O dilema da prestação de contas

Por: GIFE| Notícias| 05/03/2007

Talvez o termo atualmente mais usado nas discussões do setor sem fins lucrativos seja “”prestação de contas””. Aparece em títulos de conferências, artigos na imprensa sobre questões do terceiro setor, publicações acadêmicas e depoimentos governamentais. Por que esse interesse repentino?

Várias forças sociais, algumas explícitas outras sutis, parecem ter convergido para levar a questão da prestação de contas do terceiro setor para o centro das atenções, colocando o setor em uma posição defensiva. Acredito que existem riscos reais aqui e dar a resposta certa é essencial para o futuro do setor.

Este sempre foi um assunto controverso. A prestação de contas estava o cerne do Estatuto Elisabetano dos Usos em Caridade de 1601, que estabelecia o arcabouço legal básico para as atividades de caridade na Inglaterra e, posteriormente, nos Estados Unidos. As disputas sobre prestação de contas sempre giraram em torno de dois princípios opostos:
1) a liberdade das pessoas controlarem os recursos dedicados a propósitos sociais como julgam adequado;
2) a responsabilidade das autoridades públicas de garantir que esses recursos sejam usados adequadamente segundo seu julgamento para os fins públicos pretendidos.

Nos últimos anos, as forças representadas por esses dois princípios mudaram. Por um lado, houve um crescimento drástico no tamanho e no poder do setor sem fins lucrativos (acionado, em parte, pelo grande aumento da filantropia privada). Por outro lado, houve uma queda significativa da confiança do público em todas as instituições sociais.

Os recursos ampliados levaram a mais casos de malversação de fundos, enquanto a queda de confiança levou a um mais escrutínio e regulamentação pelo governo. O resultado é uma potencial “”tempestade”” de forças que levam ao aumento da atividade reguladora do governo que ameaça solapar a autonomia e a criatividade, essenciais ao mundo sem fins lucrativos.

Um exemplo do perigo é dado pela recente experiência da Rádio Pública de Wisconsin*. Quando a rede de Wisconsin resolveu substituir um programa produzido localmente sobre conserto de automóveis por um programa nacional sindicalizado, alguns ouvintes descontentes acusaram a rede de não ter transparência e reclamaram com a câmara legislativa estadual.

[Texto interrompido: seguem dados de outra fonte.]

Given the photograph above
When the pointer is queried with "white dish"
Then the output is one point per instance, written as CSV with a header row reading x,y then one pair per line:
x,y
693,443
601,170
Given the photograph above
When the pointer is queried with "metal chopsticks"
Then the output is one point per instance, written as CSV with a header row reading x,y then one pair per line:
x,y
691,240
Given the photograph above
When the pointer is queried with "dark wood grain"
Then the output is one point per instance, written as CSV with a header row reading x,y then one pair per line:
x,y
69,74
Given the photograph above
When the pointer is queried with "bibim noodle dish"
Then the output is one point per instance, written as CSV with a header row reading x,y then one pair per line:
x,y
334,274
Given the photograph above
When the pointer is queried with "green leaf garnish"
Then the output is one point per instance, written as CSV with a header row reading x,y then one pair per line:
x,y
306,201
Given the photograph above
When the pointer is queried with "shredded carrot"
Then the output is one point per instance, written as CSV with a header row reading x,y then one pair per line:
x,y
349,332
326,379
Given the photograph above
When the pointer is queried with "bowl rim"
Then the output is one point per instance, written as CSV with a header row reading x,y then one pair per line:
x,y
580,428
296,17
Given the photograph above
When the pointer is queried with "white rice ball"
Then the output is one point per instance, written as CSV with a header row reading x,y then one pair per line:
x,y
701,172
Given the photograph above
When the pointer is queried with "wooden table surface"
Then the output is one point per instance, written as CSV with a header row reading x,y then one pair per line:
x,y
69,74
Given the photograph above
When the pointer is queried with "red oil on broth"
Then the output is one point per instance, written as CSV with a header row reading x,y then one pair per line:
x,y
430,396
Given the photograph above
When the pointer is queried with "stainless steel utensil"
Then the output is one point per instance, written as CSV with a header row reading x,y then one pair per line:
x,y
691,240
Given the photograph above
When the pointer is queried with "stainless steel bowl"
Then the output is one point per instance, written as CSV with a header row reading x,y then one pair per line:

Como a câmera legislativa fornece fundos para a rede, designou dois auditores para inspecionar os livros e ameaçou tomar outras medidas, pressionando-os de tal forma que eles se sentiram obrigados a mudar a decisão sobre a programação. Claramente este é a distorção política da prestação de contas.

Então, como evitar essa ′tempestade′? A solução deve estar em uma maior auto-regulamentação do setor, mas isso apresenta seus próprios desafios. Atualmente, faço parte do Comitê Consultor Independente do Setor em Auto-regulamentação, e isso me mostrou de perto a dificuldade de criar um sistema que possa efetivamente abranger a ampla diversidade de organizações que compõem o setor, incluindo hospitais, universidades, orquestras de câmera, grupos de direitos humanos, estações de rádio, grupos de defesa dos animais e abrigos para sem-tetos.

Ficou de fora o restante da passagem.